I spent a blustery winter evening in 1996 eating at some dive just off Sand Hill Road and reading The Third Culture, an anthology edited by John Brockman that purported to be "a celebration of the ideas of third culture thinkers who are defining the interesting and important questions of our times." The title was a clear call-out to C.P. Snow's famous The Two Cultures.
(I had a soft spot in my heart for that work, as it had A) given me the conceptual framework upon which to build the argument "Why You Should Admit This Science Major Into Your Graduate Writing Program"; B) apparently fooled many admissions departments into believing I was not merely an Erlenmeyer flask-slinging philistine and therefore should be admitted into their program; and C) actually touched on something that's pretty near and dear to my heart: understanding the feedback system between technological advances and societal trends.)
So I slurped my pasta and read The Third Culture and felt like I was living in the most exciting place and time ever. Truly there was no place more exciting to be than the Bay Area in the 1990s! First Microserfs, now The Third Culture. What could possibly come next?
The future. Which, come to think of it, is surprisingly unchanged in some ways.

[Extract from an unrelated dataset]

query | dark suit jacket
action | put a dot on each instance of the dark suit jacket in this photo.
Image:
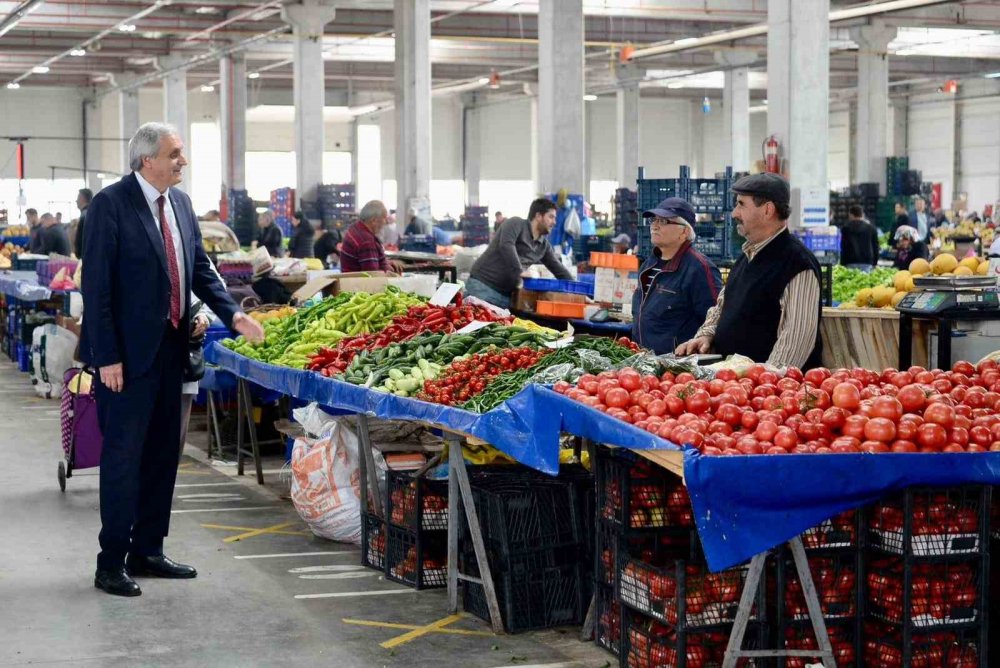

I'm still (or, nore precisely, back) in the Bay Area, Douglas Coupland's written another nerd culture book with JPod, and the third culture thinkers have moved on and expanded with the latest collection, What We Believe But Cannot Prove: Today's Leading Thinkers on Science in the Age of Certainty.
This is another great read for people who are fans of studying arguments, for people who are fans of trying to read society's tea leaves in the research of today, and for people who simply want to run across something they haven't thought of before. The language is clear and accessible, and you've got over a hundred different contributor's essays to savor. At least one will rock you. Another will make you feel like you've just picked up a big piece of the great mental puzzle you'll spend your life solving. Another may help you direct the ruling curiosities that perpetually pluck at your brain.
For me, that last one came upon completing Alan Kay's essay. He wrote:
One guess I made long ago -- and which does not yet have a body of evidence to support it -- is that what's special about the computer is analogous to (and an advance on) what was special about writing and then printing. It's not the automating of past forms that has the impact. As the media philosopher Marshall Macluhan pointed out, when you change the nature of representation and argumentation, people who learn in these new ways will turn out to be qualitatively different thinkers (and better thinkers?), and this will (usually) advance our limited conceptions of civilization.
Lord knows it's not a new idea -- Neal Stephenson references it in Snow Crash, and it has its roots in structuralism and post-structuralism, especially in reference to Claude Levi-Strauss and Noam Chomsky's work. But to be able to form the question -- how will communicating online change who we are as a people? -- is a fine start for someone who wants to spend the rest of her life figuring out the answer.
Well, I believe that anyway. I can't prove it. Yet.
As a biochemistry major, your phrase 'Erlenmeyer flask-slinging philistine' gave me quite a chuckle
Posted by: Chris | 2006.05.10 at 23:47
I noticed this in my local bookstore a few weeks ago...sounds like I'd really enjoy it. I'll have to pick it up.